Saturday, April 21, 2018

Even Simpler Notifications: Notification Messages

The Notification Protocols implementation I showed yesterday is actually just one in a series of implementations that came out of thinking about notifications.

The basic insight, and it is a pretty trivial one, is that a notification is just a broadcast message. So when we have real messaging, which we do, notifications consist of sending a message to a dynamically defined set of receivers.

How can we send a message, for example -modelDidChange: to a set of receivers? With HOM that's also trivial:


[[receivers do] modelDidChange:aPath];

So how do we define the set of receivers? Well, the collection is defined as all the objects listening to a particular notification, in this case this notification is the message. So instead of do, we need a notify: HOM that collects all the receivers registered for that message:


[[center notifyListenersOf:@selector(modelDidChange:)] modelDidChange:aPath];

But of course this is redundant, we already have the modelDidChange: message in the argument message of the HOM. So we can remove the argument from the notify HOM:


[[center notify] modelDidChange:aPath];

A trivial notification center now is just a dictionary of arrays of receivers, with the keys of the dictionary being the message names. With that dictionary called receiversByNotificationName, the notify HOM would look as follows:
DEFINE_HOM(notify, void)
{
    NSString *key = NSStringFromSelector([invocation selector]);
    NSArray *receivers = self.receiversByNotificationName[key];
    [[invocation do] invokeWithTarget:[receivers each]];
}

Of course, you can also integrate with NSNotificationCenter by using the converted message name as the NSNotification name.

You would then register for the notification with the following code:


-(void)registerNotificationMessage:(SEL)aMessage
{
    [[NSNotificationCenter defaultCenter] addObserver:self selector:aMessage name:NSStringFromSelector(aMessage) object:nil];
}

The HOM code is a little more involved, I'll leave that as an exercise for the reader.

So, by taking messaging seriously, we can get elegant notifications in even less code than Notification Protocols. The difference is that Notification Protocols actually let you declare adoption of a notification statically in your class's interface, and have that declaration be meaningful.


@interface MyGreatView : NSView <ModelDidChangeNotification>

Another aspect is that while HOM is almost certainly too much for poor old Swift to handle, it should be capable of dealing with Notification Protocols. It is!

Friday, April 20, 2018

Notification Protocols

NSNotificationCenter is straightforward mechanism for implementing a clean MVC architecture, but it is also somewhat cumbersome and error-prone. The receiving object has to register itself with the notification center for the particular notification, specified by a string.
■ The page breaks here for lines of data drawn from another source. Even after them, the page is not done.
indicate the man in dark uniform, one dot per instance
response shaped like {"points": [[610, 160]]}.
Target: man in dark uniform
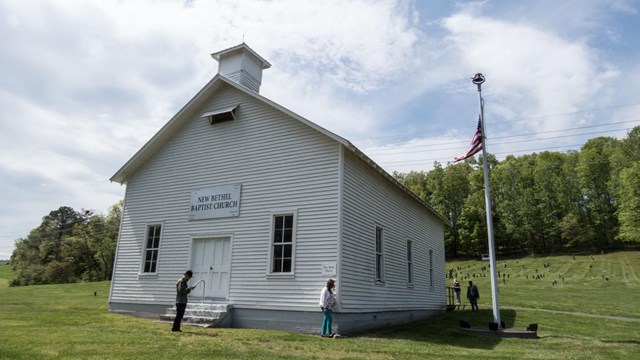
{"points": [[182, 289], [473, 295]]}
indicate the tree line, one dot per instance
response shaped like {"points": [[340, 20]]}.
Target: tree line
{"points": [[548, 202], [68, 246]]}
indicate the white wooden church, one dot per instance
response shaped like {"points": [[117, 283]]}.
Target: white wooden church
{"points": [[265, 206]]}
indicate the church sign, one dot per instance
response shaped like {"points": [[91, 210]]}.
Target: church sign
{"points": [[215, 202]]}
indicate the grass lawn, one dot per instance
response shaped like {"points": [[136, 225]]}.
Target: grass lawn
{"points": [[68, 321]]}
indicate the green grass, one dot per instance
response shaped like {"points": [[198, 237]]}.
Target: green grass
{"points": [[585, 287], [68, 321]]}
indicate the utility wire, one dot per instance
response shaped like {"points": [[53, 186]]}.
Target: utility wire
{"points": [[392, 151]]}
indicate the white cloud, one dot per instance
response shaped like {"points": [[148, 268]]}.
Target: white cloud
{"points": [[529, 69]]}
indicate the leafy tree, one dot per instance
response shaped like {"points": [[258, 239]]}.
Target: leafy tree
{"points": [[595, 174], [68, 246], [450, 189]]}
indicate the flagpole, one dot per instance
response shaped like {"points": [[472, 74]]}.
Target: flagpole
{"points": [[478, 79]]}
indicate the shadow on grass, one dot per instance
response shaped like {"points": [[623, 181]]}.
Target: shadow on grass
{"points": [[445, 329]]}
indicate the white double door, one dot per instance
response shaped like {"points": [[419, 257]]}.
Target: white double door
{"points": [[211, 262]]}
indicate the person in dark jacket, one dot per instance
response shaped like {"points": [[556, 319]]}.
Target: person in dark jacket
{"points": [[182, 290], [473, 295]]}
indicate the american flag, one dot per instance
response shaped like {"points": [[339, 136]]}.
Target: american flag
{"points": [[476, 144]]}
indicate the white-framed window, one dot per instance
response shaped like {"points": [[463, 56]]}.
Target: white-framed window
{"points": [[431, 279], [283, 243], [409, 262], [151, 249], [379, 254]]}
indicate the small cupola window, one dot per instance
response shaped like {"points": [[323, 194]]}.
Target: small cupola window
{"points": [[220, 115]]}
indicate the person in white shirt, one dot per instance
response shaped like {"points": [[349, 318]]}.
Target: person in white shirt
{"points": [[327, 304]]}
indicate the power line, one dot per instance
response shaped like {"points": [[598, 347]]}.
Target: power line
{"points": [[392, 151], [428, 161], [528, 118]]}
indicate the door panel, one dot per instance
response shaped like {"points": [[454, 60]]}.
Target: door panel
{"points": [[211, 261]]}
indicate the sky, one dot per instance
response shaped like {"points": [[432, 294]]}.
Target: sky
{"points": [[84, 84]]}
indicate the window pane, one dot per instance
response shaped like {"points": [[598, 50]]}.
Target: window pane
{"points": [[277, 251], [282, 249], [286, 266], [288, 236], [277, 265], [277, 236]]}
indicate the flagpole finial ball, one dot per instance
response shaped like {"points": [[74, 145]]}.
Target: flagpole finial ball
{"points": [[478, 79]]}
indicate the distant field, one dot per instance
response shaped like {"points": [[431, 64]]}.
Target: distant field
{"points": [[602, 284], [68, 321]]}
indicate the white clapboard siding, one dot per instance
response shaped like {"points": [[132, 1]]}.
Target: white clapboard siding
{"points": [[370, 200], [282, 164]]}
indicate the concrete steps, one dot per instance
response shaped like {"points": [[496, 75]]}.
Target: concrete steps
{"points": [[204, 315]]}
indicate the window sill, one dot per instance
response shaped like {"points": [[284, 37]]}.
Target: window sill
{"points": [[281, 276], [147, 276]]}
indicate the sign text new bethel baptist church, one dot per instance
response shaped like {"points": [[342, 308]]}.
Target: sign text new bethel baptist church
{"points": [[215, 202]]}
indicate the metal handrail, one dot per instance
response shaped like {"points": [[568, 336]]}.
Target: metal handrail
{"points": [[203, 288]]}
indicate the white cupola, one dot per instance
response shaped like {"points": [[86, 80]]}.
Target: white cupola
{"points": [[242, 65]]}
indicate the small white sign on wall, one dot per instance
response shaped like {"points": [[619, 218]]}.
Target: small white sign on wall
{"points": [[215, 202], [329, 269]]}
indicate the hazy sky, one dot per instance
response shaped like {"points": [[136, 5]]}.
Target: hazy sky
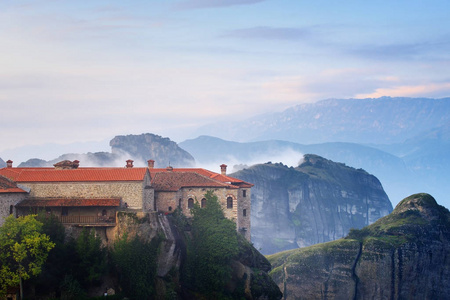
{"points": [[90, 70]]}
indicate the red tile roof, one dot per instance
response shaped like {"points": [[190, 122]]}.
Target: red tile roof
{"points": [[50, 202], [9, 186], [118, 174], [173, 181], [73, 175], [206, 173]]}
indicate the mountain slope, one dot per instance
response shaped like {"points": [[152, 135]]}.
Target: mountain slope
{"points": [[139, 148], [382, 120], [404, 255], [318, 201], [391, 170]]}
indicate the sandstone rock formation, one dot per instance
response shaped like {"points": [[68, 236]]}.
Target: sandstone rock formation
{"points": [[150, 146], [316, 202], [404, 255]]}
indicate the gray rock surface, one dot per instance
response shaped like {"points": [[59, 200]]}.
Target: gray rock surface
{"points": [[316, 202], [404, 255]]}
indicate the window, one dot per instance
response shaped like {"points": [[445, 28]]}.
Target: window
{"points": [[65, 211], [190, 203], [229, 202]]}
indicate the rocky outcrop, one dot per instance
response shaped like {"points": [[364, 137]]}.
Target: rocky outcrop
{"points": [[404, 255], [316, 202], [150, 146]]}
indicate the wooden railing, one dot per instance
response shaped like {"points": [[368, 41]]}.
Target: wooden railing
{"points": [[88, 220]]}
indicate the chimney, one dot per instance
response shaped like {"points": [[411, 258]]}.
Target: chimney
{"points": [[223, 169], [151, 163], [75, 164], [129, 164]]}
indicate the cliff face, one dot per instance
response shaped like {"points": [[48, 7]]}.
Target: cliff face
{"points": [[404, 255], [150, 146], [316, 202]]}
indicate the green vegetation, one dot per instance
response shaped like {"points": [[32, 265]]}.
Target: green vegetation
{"points": [[23, 250], [136, 264], [214, 243]]}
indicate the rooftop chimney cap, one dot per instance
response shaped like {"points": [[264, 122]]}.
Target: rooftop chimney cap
{"points": [[151, 163], [223, 169]]}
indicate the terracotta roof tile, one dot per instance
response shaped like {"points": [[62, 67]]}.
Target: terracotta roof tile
{"points": [[51, 202], [206, 173], [173, 181], [73, 175], [9, 186]]}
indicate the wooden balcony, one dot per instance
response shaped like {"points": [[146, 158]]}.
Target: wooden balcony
{"points": [[103, 221]]}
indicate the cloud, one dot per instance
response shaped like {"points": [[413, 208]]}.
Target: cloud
{"points": [[420, 50], [270, 33], [196, 4], [421, 90]]}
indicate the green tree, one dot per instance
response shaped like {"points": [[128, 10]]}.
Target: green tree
{"points": [[23, 250], [136, 264], [214, 243], [92, 258]]}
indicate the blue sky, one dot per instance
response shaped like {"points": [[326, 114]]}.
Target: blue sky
{"points": [[89, 70]]}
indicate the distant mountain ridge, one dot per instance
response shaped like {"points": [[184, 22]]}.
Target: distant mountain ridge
{"points": [[138, 148], [391, 170], [382, 120]]}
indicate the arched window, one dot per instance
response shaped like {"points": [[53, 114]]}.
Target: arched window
{"points": [[229, 202], [190, 203]]}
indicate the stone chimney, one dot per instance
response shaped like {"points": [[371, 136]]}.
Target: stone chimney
{"points": [[151, 163], [75, 164], [223, 169], [129, 164], [67, 165]]}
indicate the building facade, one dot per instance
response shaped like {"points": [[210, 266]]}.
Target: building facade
{"points": [[92, 196]]}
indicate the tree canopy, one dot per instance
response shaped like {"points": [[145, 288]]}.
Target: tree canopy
{"points": [[214, 243], [23, 250]]}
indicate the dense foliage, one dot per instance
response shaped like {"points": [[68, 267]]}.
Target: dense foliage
{"points": [[23, 250], [136, 263], [73, 266], [214, 243]]}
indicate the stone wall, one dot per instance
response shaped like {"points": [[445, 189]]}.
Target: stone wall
{"points": [[6, 201], [131, 193]]}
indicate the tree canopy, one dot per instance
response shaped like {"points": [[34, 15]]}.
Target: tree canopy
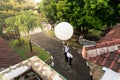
{"points": [[82, 14]]}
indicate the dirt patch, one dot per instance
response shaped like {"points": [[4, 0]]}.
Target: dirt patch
{"points": [[30, 54]]}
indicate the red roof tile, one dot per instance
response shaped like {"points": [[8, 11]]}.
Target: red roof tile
{"points": [[111, 59], [8, 57]]}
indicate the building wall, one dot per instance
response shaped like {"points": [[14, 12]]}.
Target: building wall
{"points": [[96, 71]]}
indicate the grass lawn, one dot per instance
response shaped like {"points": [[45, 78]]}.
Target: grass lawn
{"points": [[22, 50]]}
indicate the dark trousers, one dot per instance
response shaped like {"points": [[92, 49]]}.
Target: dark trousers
{"points": [[66, 58], [69, 61]]}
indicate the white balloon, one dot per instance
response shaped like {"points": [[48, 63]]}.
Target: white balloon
{"points": [[64, 31]]}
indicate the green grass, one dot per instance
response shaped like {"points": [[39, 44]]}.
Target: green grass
{"points": [[22, 50]]}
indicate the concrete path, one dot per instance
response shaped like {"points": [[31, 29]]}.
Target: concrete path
{"points": [[79, 69]]}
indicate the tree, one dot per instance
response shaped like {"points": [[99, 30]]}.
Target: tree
{"points": [[29, 21], [48, 11], [10, 8], [82, 14], [14, 24]]}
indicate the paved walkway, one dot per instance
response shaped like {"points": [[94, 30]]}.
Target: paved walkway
{"points": [[79, 69]]}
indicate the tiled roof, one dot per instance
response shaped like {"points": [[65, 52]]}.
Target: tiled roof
{"points": [[111, 59], [8, 57]]}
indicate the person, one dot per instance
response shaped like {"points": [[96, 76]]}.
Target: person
{"points": [[69, 57], [66, 48]]}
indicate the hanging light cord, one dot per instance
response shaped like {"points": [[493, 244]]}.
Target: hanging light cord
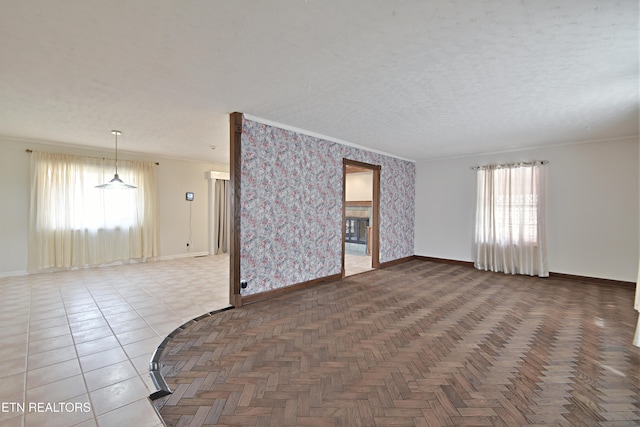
{"points": [[116, 133]]}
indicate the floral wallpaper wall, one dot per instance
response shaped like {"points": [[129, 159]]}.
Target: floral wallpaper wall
{"points": [[291, 206]]}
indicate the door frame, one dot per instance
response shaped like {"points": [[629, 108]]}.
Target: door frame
{"points": [[375, 207]]}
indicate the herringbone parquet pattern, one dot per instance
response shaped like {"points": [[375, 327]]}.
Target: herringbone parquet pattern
{"points": [[418, 344]]}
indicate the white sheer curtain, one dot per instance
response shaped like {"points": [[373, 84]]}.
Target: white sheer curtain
{"points": [[222, 217], [74, 224], [510, 219]]}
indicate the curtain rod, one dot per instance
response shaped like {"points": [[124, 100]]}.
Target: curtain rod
{"points": [[506, 165], [29, 150]]}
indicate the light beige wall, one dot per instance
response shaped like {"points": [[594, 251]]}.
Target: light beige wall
{"points": [[175, 178], [592, 207]]}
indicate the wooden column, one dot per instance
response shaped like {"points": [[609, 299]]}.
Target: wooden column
{"points": [[235, 130]]}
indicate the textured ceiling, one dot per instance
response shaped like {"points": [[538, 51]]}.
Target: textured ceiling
{"points": [[416, 79]]}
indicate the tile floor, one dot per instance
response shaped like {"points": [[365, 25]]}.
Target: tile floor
{"points": [[81, 341], [354, 264], [86, 337]]}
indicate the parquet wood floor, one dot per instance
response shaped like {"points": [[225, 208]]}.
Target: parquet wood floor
{"points": [[417, 344]]}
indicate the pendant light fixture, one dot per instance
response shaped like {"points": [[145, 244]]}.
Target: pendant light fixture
{"points": [[116, 182]]}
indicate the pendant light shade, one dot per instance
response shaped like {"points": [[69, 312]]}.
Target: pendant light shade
{"points": [[116, 182]]}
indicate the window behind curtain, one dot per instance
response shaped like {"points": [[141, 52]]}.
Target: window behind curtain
{"points": [[74, 224], [510, 222]]}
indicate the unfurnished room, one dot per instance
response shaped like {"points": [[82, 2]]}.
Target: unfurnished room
{"points": [[319, 213]]}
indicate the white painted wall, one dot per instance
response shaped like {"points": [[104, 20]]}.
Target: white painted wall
{"points": [[592, 207], [359, 187], [175, 178]]}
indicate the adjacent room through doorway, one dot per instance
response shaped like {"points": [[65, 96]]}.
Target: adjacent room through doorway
{"points": [[359, 219]]}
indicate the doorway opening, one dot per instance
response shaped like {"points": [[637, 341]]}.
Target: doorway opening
{"points": [[360, 213]]}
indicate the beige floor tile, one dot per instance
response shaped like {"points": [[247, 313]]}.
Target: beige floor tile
{"points": [[35, 325], [11, 419], [76, 319], [59, 391], [102, 359], [84, 324], [144, 347], [48, 314], [50, 343], [118, 395], [141, 334], [80, 308], [13, 366], [92, 334], [46, 358], [110, 375], [53, 331], [70, 413], [95, 346], [52, 373], [138, 413], [129, 325]]}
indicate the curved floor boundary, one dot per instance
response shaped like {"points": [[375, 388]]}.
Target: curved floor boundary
{"points": [[155, 367]]}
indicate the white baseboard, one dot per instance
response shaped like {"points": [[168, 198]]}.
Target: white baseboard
{"points": [[13, 273], [187, 255]]}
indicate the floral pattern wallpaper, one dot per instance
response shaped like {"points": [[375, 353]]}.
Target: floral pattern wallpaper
{"points": [[291, 206]]}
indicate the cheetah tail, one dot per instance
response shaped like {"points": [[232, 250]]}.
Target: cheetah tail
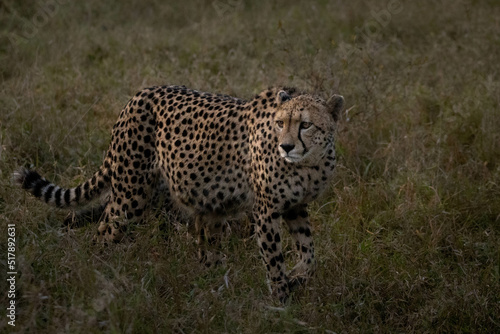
{"points": [[52, 194]]}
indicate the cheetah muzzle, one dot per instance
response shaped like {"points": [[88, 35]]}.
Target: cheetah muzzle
{"points": [[212, 156]]}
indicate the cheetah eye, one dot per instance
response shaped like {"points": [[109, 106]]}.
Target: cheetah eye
{"points": [[305, 125]]}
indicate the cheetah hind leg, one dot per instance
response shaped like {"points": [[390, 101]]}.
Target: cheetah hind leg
{"points": [[210, 230]]}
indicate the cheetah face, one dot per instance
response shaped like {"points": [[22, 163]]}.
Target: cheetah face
{"points": [[305, 126]]}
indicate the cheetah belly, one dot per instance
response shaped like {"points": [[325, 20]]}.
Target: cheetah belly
{"points": [[225, 192]]}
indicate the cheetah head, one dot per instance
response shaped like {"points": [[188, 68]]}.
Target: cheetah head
{"points": [[305, 126]]}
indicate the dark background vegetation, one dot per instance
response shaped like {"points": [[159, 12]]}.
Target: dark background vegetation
{"points": [[407, 238]]}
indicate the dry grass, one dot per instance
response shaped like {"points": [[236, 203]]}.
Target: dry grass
{"points": [[408, 237]]}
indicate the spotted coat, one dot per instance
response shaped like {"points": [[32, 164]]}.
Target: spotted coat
{"points": [[212, 156]]}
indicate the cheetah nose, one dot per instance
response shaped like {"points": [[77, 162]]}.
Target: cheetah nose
{"points": [[287, 147]]}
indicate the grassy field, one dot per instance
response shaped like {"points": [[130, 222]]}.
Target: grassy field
{"points": [[408, 236]]}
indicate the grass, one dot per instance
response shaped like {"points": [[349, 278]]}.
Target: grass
{"points": [[407, 238]]}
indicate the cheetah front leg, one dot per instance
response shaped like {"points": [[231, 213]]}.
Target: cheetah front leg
{"points": [[268, 232], [299, 226], [209, 230]]}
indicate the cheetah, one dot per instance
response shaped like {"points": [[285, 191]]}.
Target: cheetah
{"points": [[211, 156]]}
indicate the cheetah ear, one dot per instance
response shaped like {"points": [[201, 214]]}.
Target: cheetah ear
{"points": [[335, 104], [282, 97]]}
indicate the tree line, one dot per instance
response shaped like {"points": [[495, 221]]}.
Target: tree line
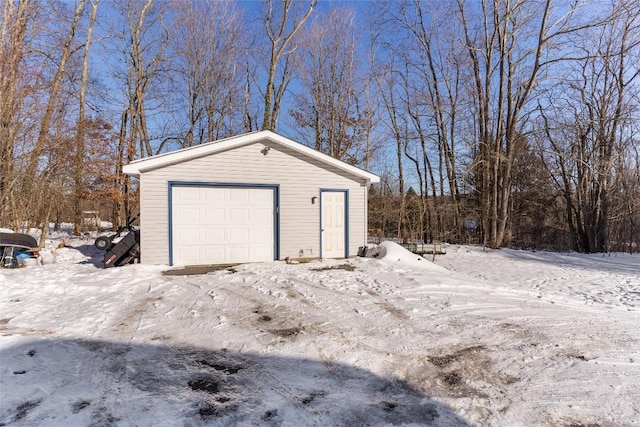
{"points": [[501, 122]]}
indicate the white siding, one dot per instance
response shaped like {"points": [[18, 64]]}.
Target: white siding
{"points": [[299, 179]]}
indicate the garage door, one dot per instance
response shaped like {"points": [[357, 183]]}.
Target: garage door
{"points": [[218, 225]]}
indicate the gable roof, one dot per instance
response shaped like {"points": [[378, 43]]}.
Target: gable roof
{"points": [[137, 167]]}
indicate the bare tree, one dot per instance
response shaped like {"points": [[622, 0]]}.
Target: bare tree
{"points": [[282, 22], [148, 40], [332, 105], [79, 192], [14, 46], [510, 45], [588, 129], [209, 47]]}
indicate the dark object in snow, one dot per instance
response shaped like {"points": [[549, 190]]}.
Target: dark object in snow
{"points": [[121, 248], [16, 248], [424, 248]]}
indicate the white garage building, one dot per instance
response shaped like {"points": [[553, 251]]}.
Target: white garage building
{"points": [[250, 198]]}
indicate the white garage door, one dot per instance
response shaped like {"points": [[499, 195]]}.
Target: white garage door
{"points": [[217, 225]]}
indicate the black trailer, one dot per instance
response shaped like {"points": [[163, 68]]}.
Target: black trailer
{"points": [[120, 248], [16, 248]]}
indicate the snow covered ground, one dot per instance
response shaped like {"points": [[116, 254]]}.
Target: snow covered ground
{"points": [[489, 338]]}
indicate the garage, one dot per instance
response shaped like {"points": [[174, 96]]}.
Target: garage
{"points": [[257, 197], [216, 224]]}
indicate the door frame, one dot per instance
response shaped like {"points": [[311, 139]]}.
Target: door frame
{"points": [[276, 207], [345, 219]]}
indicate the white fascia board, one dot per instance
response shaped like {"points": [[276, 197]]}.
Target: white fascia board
{"points": [[137, 167]]}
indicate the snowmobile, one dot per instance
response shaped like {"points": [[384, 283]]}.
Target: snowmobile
{"points": [[122, 247]]}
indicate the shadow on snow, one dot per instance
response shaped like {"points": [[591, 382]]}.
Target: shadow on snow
{"points": [[105, 383]]}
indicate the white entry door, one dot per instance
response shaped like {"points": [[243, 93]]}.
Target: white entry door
{"points": [[220, 225], [333, 227]]}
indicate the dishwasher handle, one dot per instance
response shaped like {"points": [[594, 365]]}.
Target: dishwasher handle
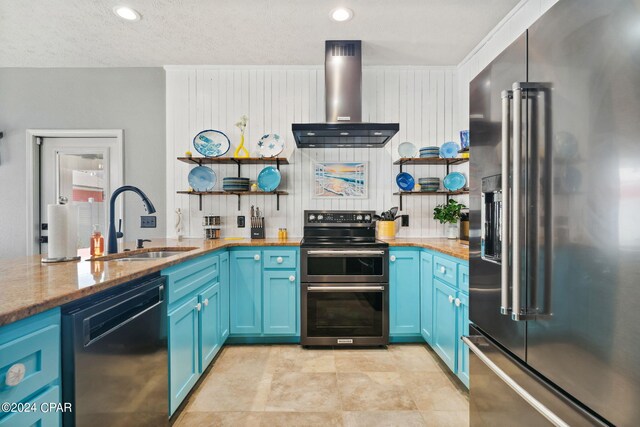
{"points": [[113, 318]]}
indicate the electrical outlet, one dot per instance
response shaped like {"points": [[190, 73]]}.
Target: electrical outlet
{"points": [[148, 221]]}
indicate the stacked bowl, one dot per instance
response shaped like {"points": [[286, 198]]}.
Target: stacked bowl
{"points": [[430, 184], [235, 184], [431, 151]]}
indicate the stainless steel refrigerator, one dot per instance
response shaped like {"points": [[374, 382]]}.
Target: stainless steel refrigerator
{"points": [[555, 236]]}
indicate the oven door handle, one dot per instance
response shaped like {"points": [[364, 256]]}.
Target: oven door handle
{"points": [[345, 252], [345, 288]]}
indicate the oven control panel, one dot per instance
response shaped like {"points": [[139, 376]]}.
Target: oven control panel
{"points": [[338, 217]]}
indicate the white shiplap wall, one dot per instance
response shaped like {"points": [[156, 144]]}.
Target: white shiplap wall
{"points": [[423, 100], [525, 13]]}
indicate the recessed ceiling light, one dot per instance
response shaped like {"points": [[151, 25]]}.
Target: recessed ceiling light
{"points": [[341, 14], [127, 13]]}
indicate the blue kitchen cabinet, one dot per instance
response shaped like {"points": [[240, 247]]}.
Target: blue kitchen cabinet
{"points": [[209, 324], [184, 349], [404, 292], [444, 340], [245, 297], [426, 296], [224, 296], [30, 368], [281, 302], [462, 309]]}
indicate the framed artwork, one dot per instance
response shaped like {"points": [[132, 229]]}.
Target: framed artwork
{"points": [[342, 180]]}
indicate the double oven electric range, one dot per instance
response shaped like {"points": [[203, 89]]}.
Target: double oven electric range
{"points": [[344, 279]]}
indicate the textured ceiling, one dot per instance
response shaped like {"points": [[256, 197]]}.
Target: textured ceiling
{"points": [[86, 33]]}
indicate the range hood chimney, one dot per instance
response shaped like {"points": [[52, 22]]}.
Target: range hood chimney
{"points": [[343, 98]]}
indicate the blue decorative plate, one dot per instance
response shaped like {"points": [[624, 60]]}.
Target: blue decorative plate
{"points": [[405, 181], [269, 178], [270, 145], [202, 178], [211, 143], [449, 150], [454, 181]]}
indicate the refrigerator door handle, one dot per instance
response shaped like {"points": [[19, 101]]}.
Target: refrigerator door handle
{"points": [[505, 250], [535, 403]]}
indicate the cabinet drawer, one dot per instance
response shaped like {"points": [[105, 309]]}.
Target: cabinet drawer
{"points": [[185, 278], [280, 258], [445, 270], [44, 415], [32, 345], [463, 277]]}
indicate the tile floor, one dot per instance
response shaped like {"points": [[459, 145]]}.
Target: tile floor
{"points": [[403, 385]]}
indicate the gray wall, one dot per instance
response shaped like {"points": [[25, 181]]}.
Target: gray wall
{"points": [[132, 99]]}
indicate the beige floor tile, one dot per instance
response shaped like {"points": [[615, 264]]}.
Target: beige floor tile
{"points": [[446, 418], [297, 359], [231, 392], [219, 419], [414, 358], [371, 391], [301, 391], [434, 391], [383, 419]]}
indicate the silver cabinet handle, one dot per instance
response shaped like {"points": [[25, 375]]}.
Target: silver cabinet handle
{"points": [[535, 403], [515, 221], [507, 95]]}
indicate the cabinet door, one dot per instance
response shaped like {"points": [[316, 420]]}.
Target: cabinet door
{"points": [[246, 292], [224, 297], [280, 302], [209, 300], [404, 292], [183, 351], [444, 323], [462, 307], [426, 296]]}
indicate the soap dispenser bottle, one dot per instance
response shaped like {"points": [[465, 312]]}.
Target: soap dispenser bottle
{"points": [[97, 242]]}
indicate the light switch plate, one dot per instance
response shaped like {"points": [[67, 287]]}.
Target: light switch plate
{"points": [[148, 221]]}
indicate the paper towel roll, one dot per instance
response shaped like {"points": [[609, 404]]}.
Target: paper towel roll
{"points": [[58, 238]]}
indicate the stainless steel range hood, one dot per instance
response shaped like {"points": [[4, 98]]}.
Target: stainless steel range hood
{"points": [[343, 98]]}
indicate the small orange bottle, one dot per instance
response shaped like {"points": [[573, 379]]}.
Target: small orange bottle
{"points": [[96, 247]]}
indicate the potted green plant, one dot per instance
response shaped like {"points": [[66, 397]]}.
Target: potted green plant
{"points": [[449, 214]]}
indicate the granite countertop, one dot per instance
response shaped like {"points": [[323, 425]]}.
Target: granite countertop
{"points": [[28, 287]]}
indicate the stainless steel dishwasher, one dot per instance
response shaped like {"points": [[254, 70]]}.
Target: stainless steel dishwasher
{"points": [[114, 369]]}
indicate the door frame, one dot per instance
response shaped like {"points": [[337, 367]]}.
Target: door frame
{"points": [[34, 137]]}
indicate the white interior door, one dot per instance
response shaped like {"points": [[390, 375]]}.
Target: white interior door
{"points": [[84, 171]]}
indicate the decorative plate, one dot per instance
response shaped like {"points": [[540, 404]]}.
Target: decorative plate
{"points": [[405, 181], [270, 145], [407, 149], [269, 178], [211, 143], [202, 178], [449, 150], [454, 181]]}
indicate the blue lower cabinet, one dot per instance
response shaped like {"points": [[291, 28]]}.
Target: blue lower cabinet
{"points": [[246, 292], [209, 324], [444, 340], [184, 347], [462, 308], [404, 292], [224, 297], [281, 302], [426, 296]]}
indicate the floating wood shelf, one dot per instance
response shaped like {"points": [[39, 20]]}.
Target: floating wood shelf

It also has to implement a method for handling the notification, and the registration and the method have to match. The string used has to be coordinated with the senders of the notification, with no checking whatsoever. The compiler doesn't help with the manual bookkeeping and there is no indication in the interface that the class receives notifications.

Let's fix this with Notification Protocols.

Notification Protocols: Usage

First, let's define a protocol for our notification. We want a ModelDidChange notification. We also want common message to be sent to our objects, in this case the message -modelDidChange:.
@protocol ModelDidChange <MPWNotificationProtocol>

-(void)modelDidChange:(NSNotifiction*)notification;

@end

This protocol must contain a single message and conform to MPWNotificationProtocol, which indicates that this is a notification protocol. This way, we define that a particular notification always maps to one specific message, but this is common and should probably be considered a best-practice.

Second, a class wishing to adopt this notification must conform to the protocol:


@interface NotifiedView:NSView <ModelDidChange>

@end

NotifiedView must implement -(void)modelDidChange:(NSNotificaiton*)notification;, but fortunately the compiler will tell us if we forget to do this, because of the protocol conformance declaration. Finally, and this is the part that can't really be checked, the object must call [self installProtocolNotifications] somewhere in its initializer. It's probably best to do this in a common superclass.

Then, just use the PROTOCOL_NOTIFY macro to send the notification. The macro takes the name of the protocol as its argument. It uses the @protocol compiler directive to turn that into the protocol and then uses the protocol's name for the notification.


PROTOCOL_NOTIFY(ModelDidChange,changedUri);

That's it! Your NotifiedView will now get the -modelDidChange: message. The string is hidden behind the use of @protocol, meaning the compiler helps a bit in checking that we are sending the right notification (there are far fewer protocols than strings). The protocol also helps us keep the mapping from notification to message straight, mostly by automating it away. It also allows us to declare conformance to the notification statically, both for readers and for checking that we actually implement the method.

Notification Protocols: Implementation

The implementation is quite simple: the -installProtocolNotifications method iterates over all the protocols an object's class conforms to. For the ones that conform to MPWNotificationProtocol it registers itself with NSotificationCenter to be sent the message in the protocol.

The implementation is part of MPWFoundation.